Crontap / crontap

Schedule recurring API calls without the hassle
https://crontap.com
11 stars 0 forks source link

Bug: Something weird with the schedules is going on #12

Open francistogram opened 8 months ago

francistogram commented 8 months ago

Not sure if this is related to the last issue or not but something weird is going on this morning for schedule 8qhW7k67PONn0IQGzzeE which is set to run every 5 minutes

6:50am CST works fine

image

6:55am CST works fine (failure is something on my side)

image

Then it skips 7am and runs at 7:04:56am so likely the job was delayed

image

Runs at 7:05am

image

Then something weird happens again

Runs at 7:10:01 which is correct

image

But also runs at 7:10:56 which doesn't make any sense

image

Any idea what's going on here @danmindru?

Not sure if related to the issue from last week https://github.com/Crontap/crontap/issues/9

francistogram commented 8 months ago

My guess is that it's not related to the last error and my suspicion is that it's actually related to the timeout given that some other jobs scheduled to run every 5 minutes e.g.

Did not have any issues

francistogram commented 8 months ago

Seems like this execution at 6:55am CST was running for 943s or 15m and 43s

image

I checked the vercel logs for the endpoint and don't see anything on my side and the other interesting thing is that I have my timeout for these serverless endpoints to be 4 minutes and the max is 5 minutes that I'm not sure how it could've hung for 15m 43s

image
danmindru commented 8 months ago

Thank you for the detailed report! Investigating the issue and will get back to you asap.

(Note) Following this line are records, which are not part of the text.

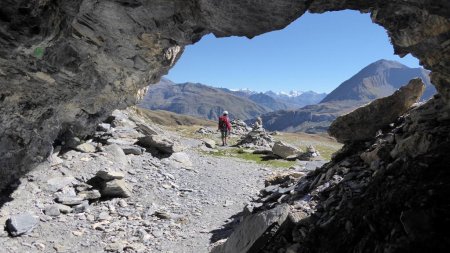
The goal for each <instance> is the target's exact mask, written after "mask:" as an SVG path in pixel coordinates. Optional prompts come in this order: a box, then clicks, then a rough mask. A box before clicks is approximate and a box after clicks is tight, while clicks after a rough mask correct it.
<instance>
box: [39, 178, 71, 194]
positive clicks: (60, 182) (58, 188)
mask: <svg viewBox="0 0 450 253" xmlns="http://www.w3.org/2000/svg"><path fill="white" fill-rule="evenodd" d="M77 182H78V180H76V179H75V178H74V177H54V178H50V179H49V180H47V185H46V187H47V190H49V191H52V192H56V191H59V190H61V189H63V188H64V187H66V186H71V185H73V184H75V183H77Z"/></svg>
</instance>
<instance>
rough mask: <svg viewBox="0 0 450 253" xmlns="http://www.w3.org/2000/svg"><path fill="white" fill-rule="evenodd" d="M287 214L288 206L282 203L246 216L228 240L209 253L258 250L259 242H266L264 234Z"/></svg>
mask: <svg viewBox="0 0 450 253" xmlns="http://www.w3.org/2000/svg"><path fill="white" fill-rule="evenodd" d="M288 214H289V206H288V205H287V204H282V205H280V206H277V207H275V208H274V209H272V210H268V211H264V212H261V213H257V214H253V215H249V216H246V217H245V218H244V220H243V221H242V223H241V224H240V225H239V226H238V227H237V228H236V230H235V231H234V232H233V233H232V234H231V236H230V237H229V238H228V240H227V241H226V242H225V243H223V244H221V245H218V246H217V247H215V248H213V249H212V250H211V253H245V252H249V250H250V249H251V250H252V252H259V249H260V248H259V246H260V245H259V244H260V243H262V244H264V243H266V241H265V240H264V239H267V238H264V234H265V233H266V232H268V230H271V229H273V228H274V227H276V225H278V226H280V225H281V224H283V223H284V221H285V220H286V218H287V217H288Z"/></svg>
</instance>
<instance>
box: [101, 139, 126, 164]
mask: <svg viewBox="0 0 450 253" xmlns="http://www.w3.org/2000/svg"><path fill="white" fill-rule="evenodd" d="M104 150H105V152H106V153H107V157H108V160H110V161H112V162H113V163H114V164H115V165H116V166H120V167H122V166H128V165H129V164H128V158H127V156H126V155H125V153H124V152H123V150H122V148H121V147H120V146H118V145H116V144H112V145H108V146H106V147H105V148H104Z"/></svg>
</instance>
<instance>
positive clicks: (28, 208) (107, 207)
mask: <svg viewBox="0 0 450 253" xmlns="http://www.w3.org/2000/svg"><path fill="white" fill-rule="evenodd" d="M99 128H100V131H99V132H97V134H96V136H94V138H93V139H92V142H90V141H87V142H85V143H81V144H80V143H76V144H75V146H74V147H75V149H76V150H75V149H70V150H69V151H67V150H64V148H63V151H59V150H58V149H59V147H56V148H55V155H53V157H52V159H51V160H50V161H48V162H46V163H43V164H41V165H40V166H39V167H38V168H37V169H35V170H34V171H32V172H30V173H29V174H27V175H26V177H24V178H22V179H21V180H20V183H19V184H18V185H17V189H16V190H14V191H13V192H12V194H11V195H10V197H9V198H8V199H3V201H2V203H3V202H5V201H6V203H4V205H3V206H2V207H1V209H0V223H2V224H5V223H6V221H7V220H8V219H10V218H11V217H15V219H14V218H13V220H10V221H13V226H16V229H18V230H19V232H17V233H20V231H21V230H23V232H26V233H25V234H23V235H21V236H17V237H12V236H11V234H9V233H8V231H7V230H6V229H5V230H1V231H0V244H1V245H2V250H1V252H105V251H111V252H208V250H209V245H210V243H211V242H215V241H217V240H220V239H222V238H224V237H226V236H228V235H229V234H230V233H231V228H232V227H233V225H234V224H236V223H238V221H239V215H236V214H238V213H239V212H240V211H241V210H243V208H244V206H246V205H247V204H248V203H249V202H250V201H251V200H253V199H256V198H257V196H258V193H259V190H260V189H262V188H264V181H265V179H266V178H267V177H268V176H271V175H272V174H274V173H277V172H279V171H280V170H281V169H276V168H266V167H263V166H262V165H258V164H256V163H251V162H245V161H242V160H238V159H236V158H222V157H214V156H208V155H206V154H205V152H202V151H201V150H202V149H203V150H204V148H205V147H204V144H203V142H202V141H200V140H196V139H190V138H182V137H180V136H178V135H176V134H175V133H167V132H164V134H162V133H160V134H158V135H155V136H162V135H163V136H165V137H167V138H168V139H170V140H175V141H174V142H173V143H176V145H177V148H174V145H173V146H171V148H172V149H176V151H180V150H182V151H181V152H176V153H173V154H172V155H171V156H170V157H169V155H167V154H162V153H161V152H159V153H158V152H156V153H155V152H142V148H141V147H139V146H136V145H133V144H132V143H133V142H135V141H136V140H137V139H141V141H143V139H142V138H143V136H142V135H143V134H142V132H146V131H147V134H148V132H149V131H152V129H145V128H144V130H142V125H140V123H139V122H138V123H137V124H136V122H133V121H131V120H129V119H128V118H127V115H125V114H123V113H119V114H117V115H116V118H115V120H114V121H113V122H111V124H110V125H109V124H103V125H101V126H100V127H99ZM136 129H141V130H140V131H136ZM156 130H157V131H161V130H160V129H159V130H158V129H157V128H156ZM105 136H106V137H105ZM153 139H155V137H153ZM99 143H103V145H102V144H99ZM65 144H66V145H68V143H65ZM147 151H149V150H148V149H147ZM172 151H173V150H172ZM125 153H127V154H128V155H125ZM152 153H153V154H152ZM302 164H303V166H306V167H313V168H315V166H309V164H308V162H302ZM314 164H315V163H311V165H314ZM313 168H310V169H313ZM284 170H285V169H284ZM98 171H103V172H104V174H105V173H106V174H107V175H112V176H117V177H116V178H118V179H115V180H120V179H119V178H121V177H123V178H124V180H125V182H124V185H119V186H120V187H118V189H115V192H113V193H112V195H111V192H109V193H108V194H110V195H109V196H107V194H106V190H104V189H100V193H101V198H99V197H100V195H99V192H98V191H96V190H92V189H89V188H91V187H90V186H89V185H86V182H90V181H89V179H91V178H93V177H94V176H95V175H96V174H97V175H100V174H98ZM122 186H123V187H122ZM117 191H119V194H117ZM83 192H84V193H83ZM82 194H84V195H82ZM114 194H115V195H114ZM86 195H89V196H91V197H86ZM94 195H95V196H94ZM97 195H98V196H97ZM119 195H130V197H128V198H121V197H120V196H119ZM80 196H81V199H80V198H79V197H80ZM122 197H123V196H122ZM64 198H65V199H64ZM77 198H78V199H77ZM64 201H66V202H64ZM67 201H69V202H70V201H74V202H73V203H69V202H67ZM57 202H60V203H59V204H58V203H57ZM61 203H62V204H61ZM63 204H64V205H63ZM18 214H22V215H23V214H24V215H25V216H21V217H18V216H14V215H18ZM30 228H33V229H32V230H31V231H27V230H29V229H30ZM9 230H10V233H11V229H9Z"/></svg>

danmindru commented 8 months ago

Hi @francistogram. Looking closer at the logs, it seems like the timeout indeed caused the issues here.

What is important to note is this was not a timeout on your function, but a network timeout. The destination URL could not be reached at all (hard to know the reason, can be DNS, CDN or maybe something simpler like a cold start or deployment). This would explain also why it's not visible in the Vercel logs.

Either way, Crontap waits for a response for up to 1h, which means a long-running request could potentially overlap with future schedules. At the moment

From our logs it seems like the job at 12:55:00 ran until 13:10:54. Without going much into detail, there is some investigation work attached below.

A potential solution here is to optionally allow customizing the maximum wait for each schedule. Here a ~5min wait before the request is abandoned should have prevented issues. This could also be set automatically based on the schedule interval, but I wonder if setting that automatically would cause other problems on it's own.

Either way, allowing this to be set manually should be a sensible option, albeit advanced.

Screenshot
francistogram commented 8 months ago

The maximum wait time sounds like a reasonable solution to me!

The destination URL could not be reached at all (hard to know the reason, can be DNS, CDN or maybe something simpler like a cold start or deployment)

I'll reach out to Vercel and see if they have any more context on this

Thanks for digging into this issue 🙏